Man könnte noch weitere unheilvolle Fakten aufführen. Es reicht für ein vernichtendes Urteil über dieses „System“, das ja nur im Rahmen des übergeordneten Systems der kapitalistischen Marktwirtschaft funktioniert.

Es ist gut, dass die Corona-Pandemie nicht nur bei der Fleischindustrie die tief liegenden Widersprüche dieses Systems, das sich einzig und allein über den Preis reguliert, offen legt.

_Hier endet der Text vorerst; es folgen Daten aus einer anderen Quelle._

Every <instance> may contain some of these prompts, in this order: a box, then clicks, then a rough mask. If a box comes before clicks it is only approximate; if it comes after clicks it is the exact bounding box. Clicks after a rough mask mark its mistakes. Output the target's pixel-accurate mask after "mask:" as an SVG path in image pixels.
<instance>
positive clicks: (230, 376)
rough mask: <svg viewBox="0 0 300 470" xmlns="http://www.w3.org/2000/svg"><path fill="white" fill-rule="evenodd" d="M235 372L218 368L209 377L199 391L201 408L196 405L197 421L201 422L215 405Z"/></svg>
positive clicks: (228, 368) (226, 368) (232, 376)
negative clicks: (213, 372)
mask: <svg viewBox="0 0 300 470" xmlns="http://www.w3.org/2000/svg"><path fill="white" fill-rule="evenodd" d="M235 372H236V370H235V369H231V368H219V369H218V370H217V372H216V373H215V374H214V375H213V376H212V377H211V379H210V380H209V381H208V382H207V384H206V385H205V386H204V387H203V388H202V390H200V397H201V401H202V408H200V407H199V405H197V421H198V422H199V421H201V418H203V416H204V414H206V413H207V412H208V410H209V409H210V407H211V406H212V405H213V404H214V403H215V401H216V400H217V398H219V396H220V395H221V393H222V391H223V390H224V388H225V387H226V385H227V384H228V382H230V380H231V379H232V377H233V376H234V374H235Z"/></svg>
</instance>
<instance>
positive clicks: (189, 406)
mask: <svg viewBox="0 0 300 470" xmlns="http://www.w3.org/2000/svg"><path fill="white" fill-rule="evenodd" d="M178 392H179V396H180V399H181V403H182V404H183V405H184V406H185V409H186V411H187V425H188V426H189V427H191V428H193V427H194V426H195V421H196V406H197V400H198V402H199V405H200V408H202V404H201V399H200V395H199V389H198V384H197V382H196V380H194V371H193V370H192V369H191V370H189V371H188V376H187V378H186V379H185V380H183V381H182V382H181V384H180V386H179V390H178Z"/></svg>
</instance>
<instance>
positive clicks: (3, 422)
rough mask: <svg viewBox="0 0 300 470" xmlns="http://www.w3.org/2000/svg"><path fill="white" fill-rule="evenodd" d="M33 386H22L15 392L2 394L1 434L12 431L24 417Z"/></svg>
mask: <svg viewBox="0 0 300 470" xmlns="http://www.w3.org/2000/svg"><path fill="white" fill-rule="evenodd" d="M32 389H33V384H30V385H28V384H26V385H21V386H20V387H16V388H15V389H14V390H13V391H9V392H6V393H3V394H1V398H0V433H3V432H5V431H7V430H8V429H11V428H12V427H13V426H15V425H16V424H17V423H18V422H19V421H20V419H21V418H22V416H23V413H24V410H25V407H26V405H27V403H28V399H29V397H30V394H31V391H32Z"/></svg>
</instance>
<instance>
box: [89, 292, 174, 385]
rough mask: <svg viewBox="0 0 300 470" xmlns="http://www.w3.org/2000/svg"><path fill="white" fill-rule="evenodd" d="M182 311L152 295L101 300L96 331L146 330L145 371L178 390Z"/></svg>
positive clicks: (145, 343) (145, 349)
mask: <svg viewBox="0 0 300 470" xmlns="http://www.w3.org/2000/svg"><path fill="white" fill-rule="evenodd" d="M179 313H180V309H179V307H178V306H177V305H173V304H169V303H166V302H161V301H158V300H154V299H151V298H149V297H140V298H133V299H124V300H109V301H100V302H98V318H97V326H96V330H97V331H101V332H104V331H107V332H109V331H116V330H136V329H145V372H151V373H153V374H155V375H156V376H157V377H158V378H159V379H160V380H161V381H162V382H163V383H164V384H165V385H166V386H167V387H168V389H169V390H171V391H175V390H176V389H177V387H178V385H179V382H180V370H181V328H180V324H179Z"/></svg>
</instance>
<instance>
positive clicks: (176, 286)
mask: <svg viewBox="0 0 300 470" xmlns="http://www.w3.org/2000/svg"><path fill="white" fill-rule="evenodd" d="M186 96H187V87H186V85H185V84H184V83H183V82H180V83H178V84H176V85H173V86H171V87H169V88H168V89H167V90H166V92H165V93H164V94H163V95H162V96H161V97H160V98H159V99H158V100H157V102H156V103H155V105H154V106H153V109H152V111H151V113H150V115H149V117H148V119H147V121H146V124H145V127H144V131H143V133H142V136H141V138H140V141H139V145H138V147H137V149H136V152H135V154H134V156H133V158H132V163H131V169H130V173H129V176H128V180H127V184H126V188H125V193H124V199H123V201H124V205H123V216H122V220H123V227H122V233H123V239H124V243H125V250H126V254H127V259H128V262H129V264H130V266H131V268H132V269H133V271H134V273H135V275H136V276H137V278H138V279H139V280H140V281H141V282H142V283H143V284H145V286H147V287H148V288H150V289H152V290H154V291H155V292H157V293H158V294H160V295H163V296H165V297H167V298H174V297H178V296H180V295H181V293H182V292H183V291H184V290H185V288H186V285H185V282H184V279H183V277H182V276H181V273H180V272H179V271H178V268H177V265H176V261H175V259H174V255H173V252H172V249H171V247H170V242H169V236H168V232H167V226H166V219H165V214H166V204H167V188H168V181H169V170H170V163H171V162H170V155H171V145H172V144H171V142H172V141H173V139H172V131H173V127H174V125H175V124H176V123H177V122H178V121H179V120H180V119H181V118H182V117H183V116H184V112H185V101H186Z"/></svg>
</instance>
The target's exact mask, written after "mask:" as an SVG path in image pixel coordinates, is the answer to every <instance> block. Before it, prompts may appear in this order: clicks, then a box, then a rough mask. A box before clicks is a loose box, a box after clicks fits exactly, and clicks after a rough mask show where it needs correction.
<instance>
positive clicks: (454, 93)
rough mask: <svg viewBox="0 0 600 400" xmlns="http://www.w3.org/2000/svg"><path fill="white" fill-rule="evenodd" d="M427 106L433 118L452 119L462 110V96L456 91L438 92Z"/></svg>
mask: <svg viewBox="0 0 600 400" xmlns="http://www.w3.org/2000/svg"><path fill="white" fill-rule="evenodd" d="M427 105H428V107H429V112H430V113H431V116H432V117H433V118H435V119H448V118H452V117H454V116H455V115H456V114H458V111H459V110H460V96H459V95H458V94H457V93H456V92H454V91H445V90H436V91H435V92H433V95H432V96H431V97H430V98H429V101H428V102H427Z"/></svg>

In diesem Fall sind es die beengten Wohnverhältnisse (billig für den Unternehmer) und die fließbandähnlichen Arbeitsbedingungen (effizient, dadurch kostensparend), die den Ausbruch der Krankheit verursacht haben, unter dessen Folgen die ganze Gegend in Form von Einschränkungen der Bewegungsfreiheit, zu leiden hat. Dieses sich angeblich selbst regulierende System bedarf der ordnenden Hand des Staates, der Vorgaben macht und erzwingt, die mit unserem Wertesystem – das gibt es eben auch noch außer und sogar über dem Wirtschafssystem – übereinstimmen. Aber auch auf Seiten der Verbraucher muss es ein Umdenken geben, das, Gott sei Dank, bei einer Minderheit bereits im Gange ist..

Es muss aber bei der Bevölkerung in der Breite ein Bewusstsein dafür entstehen, dass Fleisch seinen Wert hat und nicht als Ramschware zu konsumieren ist. Um es artgerecht zu produzieren und seinem Wert entsprechend zu vermarkten, muss es einen fairen Preis haben. Es sollte durchaus wieder wie vor den Werbeschlachten der Discounter eine Art Luxusgut werden, dass man sich nicht täglich gönnen kann, das man aber auch nicht jeden Tag braucht. Es liegt an uns als mündige Mitglieder einer aufgeklärten Gesellschaft und nicht als Subjekte eines Wirtschaftssystems zu entscheiden, was relevant für ein gutes Leben ist.